Use an old Nutella jar, peanut butter jar or pickle jar and clean it very well. Now you have a nice jar to keep anything you want inside ;-)

#2: when you are acclimating you fish to put inside their tank, there is a big possibility that when you release the fish, it could still go in shock...
Grab your smallest siphon and safely place the bigger end in your tank. Tie a knot on the other side( where there is tubing). 









Make sure the knot isn't to tight. Place the tubing in you acclimating cup, bag , etc. Get the siphon started: it should drip water from your tank slowly inside your fish acclimation cup, bag.
To free your hands, use clips to attach to the side of the tank.

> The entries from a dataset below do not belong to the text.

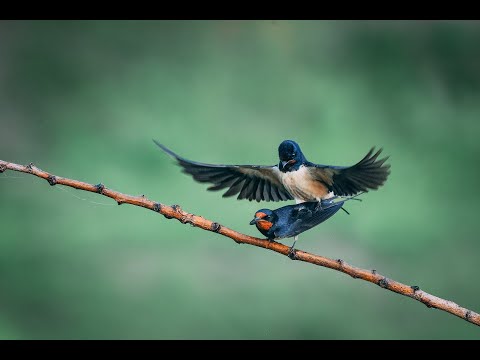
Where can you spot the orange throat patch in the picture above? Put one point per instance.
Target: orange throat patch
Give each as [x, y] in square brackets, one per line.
[264, 225]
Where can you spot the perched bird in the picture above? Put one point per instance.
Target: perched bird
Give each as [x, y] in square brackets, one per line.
[293, 178]
[292, 220]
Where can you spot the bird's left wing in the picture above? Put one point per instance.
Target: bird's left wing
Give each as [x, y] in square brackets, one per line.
[252, 182]
[368, 174]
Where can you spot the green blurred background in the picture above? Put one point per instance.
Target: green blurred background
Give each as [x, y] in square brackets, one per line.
[84, 99]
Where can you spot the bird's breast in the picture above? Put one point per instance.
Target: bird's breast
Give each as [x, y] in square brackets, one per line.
[302, 186]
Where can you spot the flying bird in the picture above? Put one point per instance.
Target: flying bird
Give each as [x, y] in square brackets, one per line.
[293, 178]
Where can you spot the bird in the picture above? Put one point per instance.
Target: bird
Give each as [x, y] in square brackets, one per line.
[293, 178]
[292, 220]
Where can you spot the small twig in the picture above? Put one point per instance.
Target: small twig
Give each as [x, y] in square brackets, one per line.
[176, 212]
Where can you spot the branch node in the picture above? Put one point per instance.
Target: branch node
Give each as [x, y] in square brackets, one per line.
[216, 228]
[383, 283]
[52, 180]
[187, 219]
[100, 188]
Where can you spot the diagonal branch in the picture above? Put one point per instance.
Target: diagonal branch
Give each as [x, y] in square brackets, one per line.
[176, 212]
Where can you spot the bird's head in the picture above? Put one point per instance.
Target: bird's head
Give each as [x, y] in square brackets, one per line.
[264, 220]
[291, 157]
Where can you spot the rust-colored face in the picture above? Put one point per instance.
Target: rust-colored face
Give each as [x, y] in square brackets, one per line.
[261, 223]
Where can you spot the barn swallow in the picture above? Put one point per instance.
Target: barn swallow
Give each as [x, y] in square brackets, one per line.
[292, 220]
[293, 178]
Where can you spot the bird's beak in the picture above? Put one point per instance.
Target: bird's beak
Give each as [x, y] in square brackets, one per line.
[254, 221]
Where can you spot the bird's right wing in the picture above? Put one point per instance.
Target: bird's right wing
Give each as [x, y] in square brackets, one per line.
[251, 182]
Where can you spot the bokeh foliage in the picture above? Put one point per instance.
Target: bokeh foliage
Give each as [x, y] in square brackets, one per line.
[84, 99]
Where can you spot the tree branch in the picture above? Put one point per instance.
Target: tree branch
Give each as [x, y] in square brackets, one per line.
[176, 212]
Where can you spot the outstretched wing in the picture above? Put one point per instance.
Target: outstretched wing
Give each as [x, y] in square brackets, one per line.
[248, 181]
[368, 174]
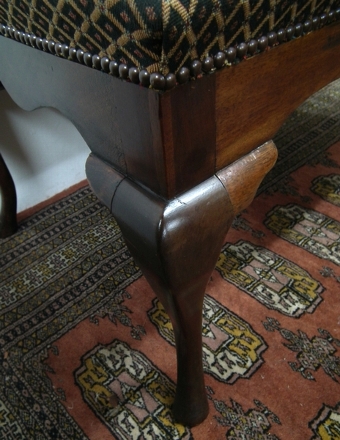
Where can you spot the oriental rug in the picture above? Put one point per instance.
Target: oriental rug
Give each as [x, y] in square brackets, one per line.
[87, 351]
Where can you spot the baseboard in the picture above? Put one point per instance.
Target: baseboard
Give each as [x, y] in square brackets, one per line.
[30, 211]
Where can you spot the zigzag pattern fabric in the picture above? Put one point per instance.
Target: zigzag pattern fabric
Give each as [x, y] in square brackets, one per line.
[157, 35]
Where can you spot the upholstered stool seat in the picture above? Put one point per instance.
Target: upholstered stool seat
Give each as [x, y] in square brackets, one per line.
[178, 102]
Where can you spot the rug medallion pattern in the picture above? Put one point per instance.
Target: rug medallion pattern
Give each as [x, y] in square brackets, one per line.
[276, 282]
[129, 393]
[87, 351]
[231, 348]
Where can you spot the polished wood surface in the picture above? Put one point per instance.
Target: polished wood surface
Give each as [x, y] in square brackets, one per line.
[176, 243]
[254, 98]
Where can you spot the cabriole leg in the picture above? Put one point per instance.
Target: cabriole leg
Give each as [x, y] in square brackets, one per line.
[176, 243]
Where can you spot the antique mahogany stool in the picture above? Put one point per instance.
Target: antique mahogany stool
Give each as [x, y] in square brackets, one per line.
[178, 102]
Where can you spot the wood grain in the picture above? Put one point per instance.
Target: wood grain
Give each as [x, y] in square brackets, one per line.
[254, 98]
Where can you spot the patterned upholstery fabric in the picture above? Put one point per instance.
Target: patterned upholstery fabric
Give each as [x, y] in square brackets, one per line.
[157, 35]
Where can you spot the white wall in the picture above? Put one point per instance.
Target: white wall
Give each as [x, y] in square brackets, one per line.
[43, 151]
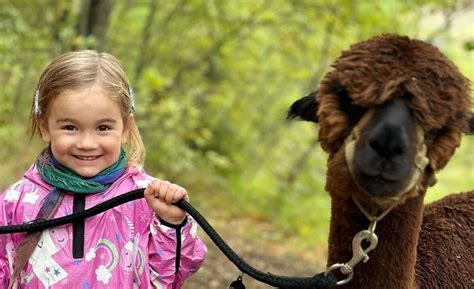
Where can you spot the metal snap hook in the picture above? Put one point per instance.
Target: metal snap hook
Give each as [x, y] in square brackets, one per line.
[359, 253]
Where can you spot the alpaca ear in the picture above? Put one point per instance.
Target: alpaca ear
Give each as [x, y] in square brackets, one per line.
[305, 108]
[471, 125]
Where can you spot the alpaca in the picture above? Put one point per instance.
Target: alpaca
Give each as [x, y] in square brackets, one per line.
[391, 114]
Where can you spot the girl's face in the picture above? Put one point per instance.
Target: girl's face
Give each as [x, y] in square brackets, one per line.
[85, 129]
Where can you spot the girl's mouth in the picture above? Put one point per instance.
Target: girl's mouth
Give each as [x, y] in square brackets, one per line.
[86, 158]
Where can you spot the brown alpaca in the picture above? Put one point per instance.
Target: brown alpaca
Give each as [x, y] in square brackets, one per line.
[391, 114]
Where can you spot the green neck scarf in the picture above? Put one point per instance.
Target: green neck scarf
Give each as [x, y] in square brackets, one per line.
[62, 178]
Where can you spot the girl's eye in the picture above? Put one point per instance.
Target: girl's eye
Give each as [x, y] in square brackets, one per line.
[69, 127]
[104, 128]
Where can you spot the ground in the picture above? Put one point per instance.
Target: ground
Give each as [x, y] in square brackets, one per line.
[261, 250]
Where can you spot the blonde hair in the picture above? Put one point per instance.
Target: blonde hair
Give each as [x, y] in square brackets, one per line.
[80, 69]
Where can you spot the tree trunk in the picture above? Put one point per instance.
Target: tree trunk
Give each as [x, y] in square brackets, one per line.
[94, 20]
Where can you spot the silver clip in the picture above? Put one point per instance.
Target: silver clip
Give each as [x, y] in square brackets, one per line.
[358, 254]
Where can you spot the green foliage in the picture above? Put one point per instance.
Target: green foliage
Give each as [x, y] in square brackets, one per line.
[213, 81]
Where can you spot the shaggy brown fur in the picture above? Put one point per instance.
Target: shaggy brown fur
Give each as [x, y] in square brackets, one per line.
[448, 227]
[370, 74]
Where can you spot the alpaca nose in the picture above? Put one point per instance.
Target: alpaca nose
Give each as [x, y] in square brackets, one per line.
[388, 140]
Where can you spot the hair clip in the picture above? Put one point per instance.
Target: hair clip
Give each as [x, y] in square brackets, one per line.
[132, 98]
[37, 109]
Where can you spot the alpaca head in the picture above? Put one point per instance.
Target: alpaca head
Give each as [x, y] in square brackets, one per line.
[391, 114]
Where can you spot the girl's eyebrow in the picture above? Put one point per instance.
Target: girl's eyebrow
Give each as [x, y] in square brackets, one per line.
[69, 120]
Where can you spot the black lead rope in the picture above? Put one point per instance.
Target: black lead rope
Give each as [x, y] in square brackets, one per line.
[319, 281]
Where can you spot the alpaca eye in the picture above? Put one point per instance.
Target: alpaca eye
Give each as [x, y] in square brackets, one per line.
[432, 135]
[353, 112]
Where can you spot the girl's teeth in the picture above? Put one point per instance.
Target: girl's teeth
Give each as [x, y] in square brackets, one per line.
[87, 158]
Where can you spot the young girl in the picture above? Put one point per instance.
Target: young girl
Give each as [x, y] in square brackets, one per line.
[83, 110]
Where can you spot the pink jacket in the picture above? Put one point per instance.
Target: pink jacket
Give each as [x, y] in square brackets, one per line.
[124, 247]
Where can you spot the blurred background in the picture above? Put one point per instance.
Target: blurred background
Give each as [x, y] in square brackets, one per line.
[213, 81]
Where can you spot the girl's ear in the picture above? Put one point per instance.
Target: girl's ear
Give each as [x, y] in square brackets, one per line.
[305, 108]
[126, 128]
[44, 132]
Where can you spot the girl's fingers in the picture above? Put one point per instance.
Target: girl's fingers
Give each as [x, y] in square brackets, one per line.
[167, 192]
[170, 194]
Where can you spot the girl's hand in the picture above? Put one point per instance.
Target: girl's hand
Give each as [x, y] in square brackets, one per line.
[160, 196]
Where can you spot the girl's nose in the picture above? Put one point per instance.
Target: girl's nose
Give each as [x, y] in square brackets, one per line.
[87, 141]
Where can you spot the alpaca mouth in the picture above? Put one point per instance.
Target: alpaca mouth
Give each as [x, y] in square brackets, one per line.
[379, 185]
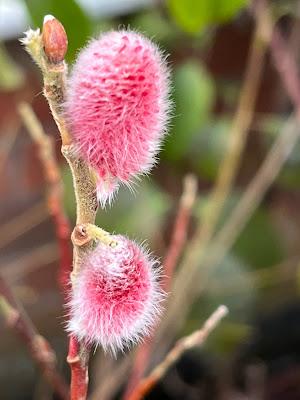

Those were my hacks, I hope they made sense.


----------



## Aqua Aurora (Oct 4, 2013)

AN alternative to the knot is using those black plastic air line tube pressure adjusters that have a knob for airflow (whisper air pumps come with this lil' item but not the airline tubing-its the only air pump i sue so i have a bunch of those lil' air pressure adjusters).


----------



## Crembrufundew (Jun 15, 2014)

Cool idea Aqua Aurora
Keep em' coming


----------



## MikeG14 (May 31, 2014)

Aqua Aurora said:


> AN alternative to the knot is using those black plastic air line tube pressure adjusters that have a knob for airflow (whisper air pumps come with this lil' item but not the airline tubing-its the only air pump i sue so i have a bunch of those lil' air pressure adjusters).


Great idea AA! I've got like four of those things and now I'm so glad I didn't throw them away


----------



## Crembrufundew (Jun 15, 2014)

Ive got another really cool hack:
- Grab an old plastic bag and pour you fish water for acclimation( so basically whatever water you use to keep your fish in during cleaning) and pour inside the plastic bag; use an elastic to secure the top, but not tightly. Than clip the bag to the side of the tank or use your tank lid to hold it in place.









Pros:
-It speeds up the acclimation process as it absorbs heat better
- Easy to find around your house
- Reusing
- Stays in place really well, with the right objects...
-Safe: in a way where the betta cannot jump out of it
- and many more...


----------



## Hallyx (Jun 11, 2011)

The dropper part of a dropper bottle (like in the API test kit) can be removed -- carefully, with pliers. Fill up your spare test bottle with Prime. Makes for easy drop by drop dosing.

Pop the top and put a small bead or piece of gravel into the #2 nitrate bottle. Makes a rattle-can out of it for easy, thorough mixing.


----------



## lilnaugrim (Mar 27, 2013)

If the safety seal on Prime isn't broken, you can pop a small hole in it to use for dropping as well.

Also API Tap Water Conditioner dropper cap fits on the Prime bottle as well.

(I actually wouldn't use that shopping bag, you don't know where it's been or what nasty chemicals it has on it :-?)


----------



## Hallyx (Jun 11, 2011)

lilnaugrim said:


> If the safety seal on Prime isn't broken, you can pop a small hole in it to use for dropping as well.


Right. And if you poke the pinhole in the seal out near the edge, it works a treat.





lilnaugrim said:


> (I actually wouldn't use that shopping bag, you don't know where it's been or what nasty chemicals it has on it :-?)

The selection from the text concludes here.